A consegnarci la coperta di lana, difatti, è stato un Medici, discendente di una delle due famiglie che nel 1944 abitavano le vicinissime borgate di Monterotondo e del Lagaccio, laddove le decine di partigiani comandate da Rossi scelsero di fermarsi per un periodo. Ha chiesto di non essere identificabile, ma garantisce la disponibilità a condividere i suoi ricordi con chi prenderà in custodia la coperta, auspicando sia un museo, magari proprio quello della Resistenza nel vicino comune di Montefiorino, dove a Giovanni Rossi è già dedicata parte di una delle nove stanze. “In famiglia – spiega – mi raccontavano di quando lavarono quella coperta, ancora sporca di sangue e con frammenti di ossa. La chiamavano proprio ‘la coperta di Rossi’, ricucita per essere utilizzata durante le ristrettezze della guerra. Per anni, poi, è stata custodita in casa. L’abbiamo ritrovata ora, durante il trasloco a distanza di decenni”. Nel 2021, infatti, è venuta a mancare l’ultima anziana appartenente alla generazione della guerra. Così la casa di Spervara (pochi chilometri da Monterotondo) è stata riassettata portando al ritrovamento. In un documento del 1945 redatto dalla Legione territoriale dei carabinieri reali di Bologna in merito ai rastrellamenti di tedeschi e fascisti avvenuti intorno a Frassinoro dopo la morte del comandante Rossi (per trovare eventuali altri partigiani), vengono citate le famiglie di abitanti delle borgate di Monterotondo e del Lagaccio. Ci sono i Cervetti, ma ci sono anche i Medici, parenti della persona che ci ha consegnato il reperto.

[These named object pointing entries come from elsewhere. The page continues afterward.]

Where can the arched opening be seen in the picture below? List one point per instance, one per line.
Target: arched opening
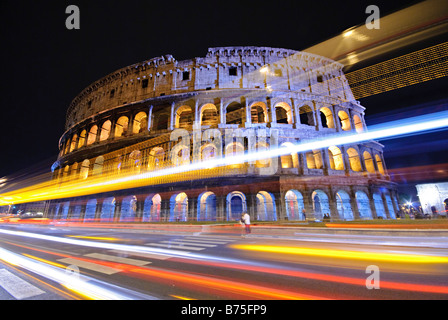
(180, 155)
(89, 215)
(358, 123)
(208, 152)
(82, 139)
(289, 160)
(128, 209)
(379, 164)
(353, 157)
(207, 206)
(258, 112)
(179, 207)
(152, 208)
(67, 146)
(294, 205)
(235, 113)
(266, 210)
(121, 127)
(140, 123)
(209, 115)
(65, 173)
(262, 163)
(108, 210)
(236, 205)
(92, 135)
(362, 200)
(235, 149)
(379, 206)
(76, 213)
(336, 159)
(98, 166)
(184, 117)
(73, 143)
(161, 121)
(344, 205)
(283, 113)
(84, 172)
(135, 161)
(368, 161)
(321, 205)
(314, 159)
(326, 117)
(64, 210)
(306, 115)
(156, 158)
(390, 207)
(105, 130)
(74, 171)
(345, 120)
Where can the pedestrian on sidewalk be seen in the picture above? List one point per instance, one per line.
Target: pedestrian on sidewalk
(245, 219)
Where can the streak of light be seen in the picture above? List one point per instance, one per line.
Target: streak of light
(392, 285)
(95, 238)
(58, 265)
(240, 265)
(200, 170)
(46, 284)
(401, 28)
(181, 298)
(345, 254)
(85, 286)
(386, 226)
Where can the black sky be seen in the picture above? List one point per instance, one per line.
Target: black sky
(44, 65)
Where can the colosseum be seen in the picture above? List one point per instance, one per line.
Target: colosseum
(237, 99)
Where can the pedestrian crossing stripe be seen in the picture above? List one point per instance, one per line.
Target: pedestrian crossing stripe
(189, 243)
(17, 287)
(173, 246)
(101, 256)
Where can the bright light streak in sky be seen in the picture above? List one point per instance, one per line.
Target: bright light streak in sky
(86, 286)
(389, 130)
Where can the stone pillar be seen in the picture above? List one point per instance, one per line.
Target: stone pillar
(98, 209)
(192, 209)
(117, 213)
(372, 204)
(354, 204)
(165, 210)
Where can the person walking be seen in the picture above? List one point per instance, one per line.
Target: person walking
(246, 220)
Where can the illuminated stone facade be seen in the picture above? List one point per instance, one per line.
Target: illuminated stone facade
(433, 198)
(249, 96)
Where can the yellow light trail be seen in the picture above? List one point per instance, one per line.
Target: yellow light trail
(344, 254)
(95, 238)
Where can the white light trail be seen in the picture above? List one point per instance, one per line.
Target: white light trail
(390, 130)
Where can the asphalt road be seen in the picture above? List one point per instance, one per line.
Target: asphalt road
(59, 262)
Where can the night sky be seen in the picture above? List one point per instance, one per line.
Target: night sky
(44, 65)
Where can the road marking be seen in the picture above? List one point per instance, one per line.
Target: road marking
(205, 241)
(188, 243)
(144, 255)
(17, 287)
(173, 247)
(91, 266)
(107, 257)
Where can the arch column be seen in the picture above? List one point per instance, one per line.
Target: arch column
(354, 204)
(334, 213)
(372, 203)
(308, 204)
(192, 208)
(117, 212)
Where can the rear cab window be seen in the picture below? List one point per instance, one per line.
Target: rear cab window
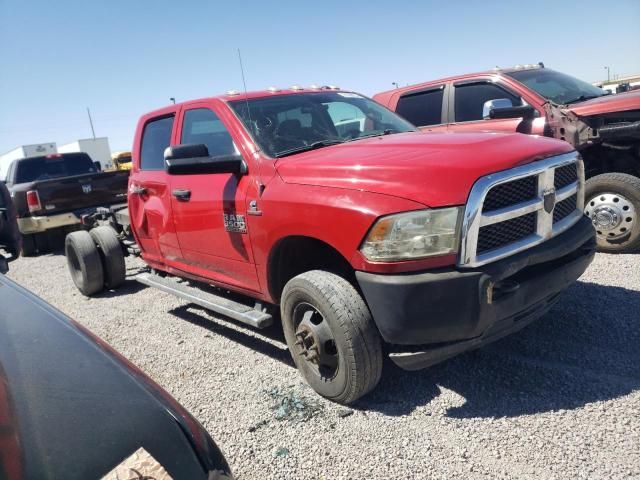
(422, 108)
(203, 126)
(53, 166)
(469, 99)
(156, 137)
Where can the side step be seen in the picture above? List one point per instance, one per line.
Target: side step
(238, 311)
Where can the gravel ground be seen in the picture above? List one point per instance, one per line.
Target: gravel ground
(560, 399)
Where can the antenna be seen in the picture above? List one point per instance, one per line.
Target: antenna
(93, 132)
(244, 83)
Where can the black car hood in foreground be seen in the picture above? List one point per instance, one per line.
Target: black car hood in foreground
(71, 407)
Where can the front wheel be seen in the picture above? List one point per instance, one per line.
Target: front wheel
(331, 336)
(612, 201)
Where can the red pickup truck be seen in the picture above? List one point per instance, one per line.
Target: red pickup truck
(370, 236)
(531, 99)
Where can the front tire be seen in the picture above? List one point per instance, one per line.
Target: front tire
(331, 336)
(612, 201)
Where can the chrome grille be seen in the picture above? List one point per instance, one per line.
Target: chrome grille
(506, 212)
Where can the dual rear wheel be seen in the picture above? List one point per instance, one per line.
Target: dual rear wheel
(612, 201)
(95, 259)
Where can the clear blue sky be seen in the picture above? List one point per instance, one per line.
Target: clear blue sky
(122, 58)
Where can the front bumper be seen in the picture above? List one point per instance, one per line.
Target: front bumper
(431, 316)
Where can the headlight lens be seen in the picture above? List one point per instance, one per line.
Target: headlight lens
(411, 235)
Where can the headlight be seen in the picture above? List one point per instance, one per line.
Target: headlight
(412, 235)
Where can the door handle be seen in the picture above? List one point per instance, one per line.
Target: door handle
(138, 190)
(182, 194)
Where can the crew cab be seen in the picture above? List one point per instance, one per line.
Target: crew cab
(370, 236)
(51, 194)
(532, 99)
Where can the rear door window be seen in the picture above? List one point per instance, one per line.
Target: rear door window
(202, 126)
(53, 166)
(155, 139)
(422, 108)
(470, 98)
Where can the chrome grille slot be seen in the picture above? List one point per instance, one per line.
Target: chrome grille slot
(510, 211)
(510, 193)
(564, 208)
(565, 176)
(496, 235)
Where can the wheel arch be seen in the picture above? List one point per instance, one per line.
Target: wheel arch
(296, 254)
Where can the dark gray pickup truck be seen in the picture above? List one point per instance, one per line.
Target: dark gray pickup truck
(52, 193)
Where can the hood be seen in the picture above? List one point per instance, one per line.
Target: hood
(607, 104)
(432, 169)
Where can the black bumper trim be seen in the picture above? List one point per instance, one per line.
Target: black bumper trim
(470, 306)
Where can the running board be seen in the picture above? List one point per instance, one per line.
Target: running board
(238, 311)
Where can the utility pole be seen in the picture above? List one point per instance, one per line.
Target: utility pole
(91, 123)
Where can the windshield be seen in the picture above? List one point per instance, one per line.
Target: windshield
(55, 166)
(287, 124)
(557, 87)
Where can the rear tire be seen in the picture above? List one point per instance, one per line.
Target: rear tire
(331, 336)
(111, 255)
(84, 262)
(612, 201)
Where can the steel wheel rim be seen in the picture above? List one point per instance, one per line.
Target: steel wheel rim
(613, 215)
(315, 343)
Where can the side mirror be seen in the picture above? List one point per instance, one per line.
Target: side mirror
(192, 159)
(496, 104)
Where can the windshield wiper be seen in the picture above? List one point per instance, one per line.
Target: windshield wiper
(386, 131)
(306, 148)
(583, 98)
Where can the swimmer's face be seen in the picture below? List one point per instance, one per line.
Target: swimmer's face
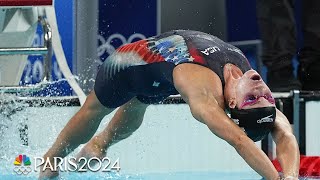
(252, 92)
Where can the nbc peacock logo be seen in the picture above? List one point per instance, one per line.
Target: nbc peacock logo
(22, 165)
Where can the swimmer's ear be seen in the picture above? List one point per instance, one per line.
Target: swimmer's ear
(232, 103)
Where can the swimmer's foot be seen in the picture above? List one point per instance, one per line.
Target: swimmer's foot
(47, 174)
(90, 150)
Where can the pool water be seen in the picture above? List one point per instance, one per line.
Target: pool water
(153, 176)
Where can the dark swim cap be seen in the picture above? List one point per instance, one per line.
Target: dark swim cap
(256, 122)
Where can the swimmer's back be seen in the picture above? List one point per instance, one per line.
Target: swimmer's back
(144, 69)
(178, 46)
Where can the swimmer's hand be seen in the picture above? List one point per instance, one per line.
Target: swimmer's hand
(48, 174)
(290, 178)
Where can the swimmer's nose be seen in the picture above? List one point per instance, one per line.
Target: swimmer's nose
(255, 77)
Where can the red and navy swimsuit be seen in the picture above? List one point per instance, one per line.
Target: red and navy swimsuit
(144, 69)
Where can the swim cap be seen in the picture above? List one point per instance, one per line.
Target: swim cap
(256, 122)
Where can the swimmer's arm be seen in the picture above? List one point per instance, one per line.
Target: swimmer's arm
(287, 148)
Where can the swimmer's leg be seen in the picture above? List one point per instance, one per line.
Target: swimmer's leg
(80, 128)
(127, 119)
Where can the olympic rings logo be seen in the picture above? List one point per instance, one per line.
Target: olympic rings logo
(106, 46)
(22, 170)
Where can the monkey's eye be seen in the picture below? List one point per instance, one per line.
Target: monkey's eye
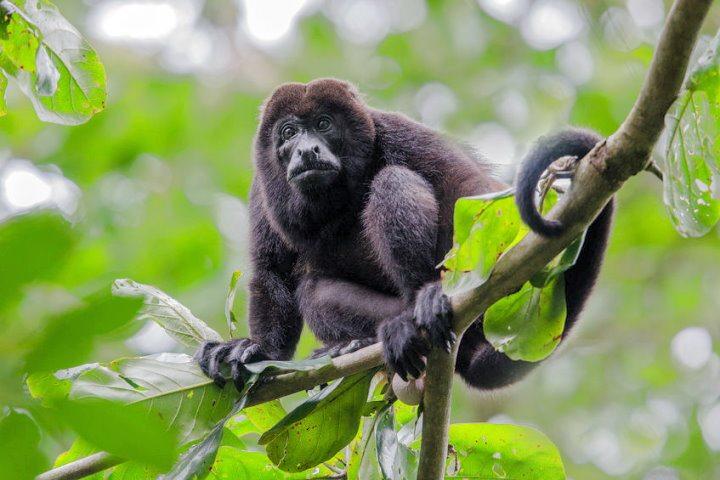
(287, 132)
(323, 124)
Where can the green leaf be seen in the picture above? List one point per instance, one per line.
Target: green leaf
(691, 172)
(528, 324)
(265, 415)
(129, 431)
(68, 338)
(199, 459)
(396, 460)
(174, 317)
(52, 63)
(32, 247)
(485, 450)
(3, 88)
(230, 302)
(20, 454)
(485, 227)
(281, 366)
(234, 464)
(320, 427)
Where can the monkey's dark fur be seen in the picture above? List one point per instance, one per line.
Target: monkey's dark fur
(351, 210)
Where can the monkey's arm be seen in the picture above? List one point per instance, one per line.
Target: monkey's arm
(274, 319)
(338, 311)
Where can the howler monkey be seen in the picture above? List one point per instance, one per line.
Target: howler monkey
(351, 211)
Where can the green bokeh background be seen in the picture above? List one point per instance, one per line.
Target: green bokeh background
(165, 170)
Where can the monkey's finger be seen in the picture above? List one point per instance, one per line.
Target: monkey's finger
(237, 371)
(251, 354)
(215, 357)
(416, 365)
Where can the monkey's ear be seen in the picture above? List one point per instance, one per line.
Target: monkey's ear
(282, 98)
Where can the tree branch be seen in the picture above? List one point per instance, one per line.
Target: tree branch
(599, 176)
(601, 173)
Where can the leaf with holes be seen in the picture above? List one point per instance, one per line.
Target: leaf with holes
(690, 165)
(528, 324)
(485, 450)
(177, 320)
(319, 427)
(51, 62)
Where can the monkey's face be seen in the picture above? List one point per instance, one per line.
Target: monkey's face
(305, 149)
(315, 138)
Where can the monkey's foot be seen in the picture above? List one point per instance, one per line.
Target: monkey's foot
(234, 353)
(404, 346)
(433, 315)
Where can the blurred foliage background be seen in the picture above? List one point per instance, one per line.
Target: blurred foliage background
(156, 186)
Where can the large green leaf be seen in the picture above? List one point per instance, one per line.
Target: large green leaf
(177, 320)
(52, 63)
(484, 227)
(320, 427)
(68, 338)
(528, 324)
(32, 247)
(20, 454)
(690, 162)
(124, 430)
(492, 451)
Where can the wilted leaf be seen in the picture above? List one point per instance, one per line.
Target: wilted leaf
(169, 386)
(177, 320)
(484, 450)
(230, 302)
(68, 86)
(68, 338)
(397, 461)
(20, 454)
(322, 425)
(528, 324)
(234, 464)
(484, 227)
(32, 247)
(129, 431)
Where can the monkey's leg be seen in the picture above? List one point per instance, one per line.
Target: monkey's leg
(401, 222)
(485, 368)
(580, 279)
(341, 312)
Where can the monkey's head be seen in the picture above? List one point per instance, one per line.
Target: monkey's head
(317, 136)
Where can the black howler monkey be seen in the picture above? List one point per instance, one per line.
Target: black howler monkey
(351, 210)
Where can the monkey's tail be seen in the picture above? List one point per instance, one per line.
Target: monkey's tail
(569, 142)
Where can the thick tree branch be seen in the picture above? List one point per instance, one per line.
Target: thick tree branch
(598, 177)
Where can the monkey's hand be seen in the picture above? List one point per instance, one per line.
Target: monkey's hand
(404, 345)
(234, 353)
(434, 315)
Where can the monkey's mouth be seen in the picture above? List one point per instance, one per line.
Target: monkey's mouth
(315, 175)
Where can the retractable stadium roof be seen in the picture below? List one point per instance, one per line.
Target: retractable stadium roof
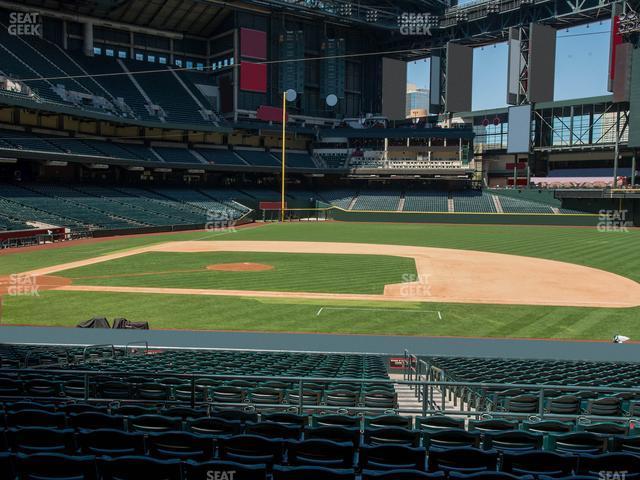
(200, 18)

Dopo 81 anni, la coperta di Giovanni Rossi con i suoi trenta rammendi ha lasciato l’Appennino per essere portata alla redazione del Carlino di Modena, nella stessa sala archivio dove si possono consultare gli articoli con appelli alla riabilitazione della figura del comandante (a lui sono dedicati una targa in piazza a Frassinoro ed un cippo a Sassuolo), lanciati dalle sue due sorelle Ines ed Ebe e dall’ex partigiano modenese Romano Levoni, oggi tutti e tre non più in vita.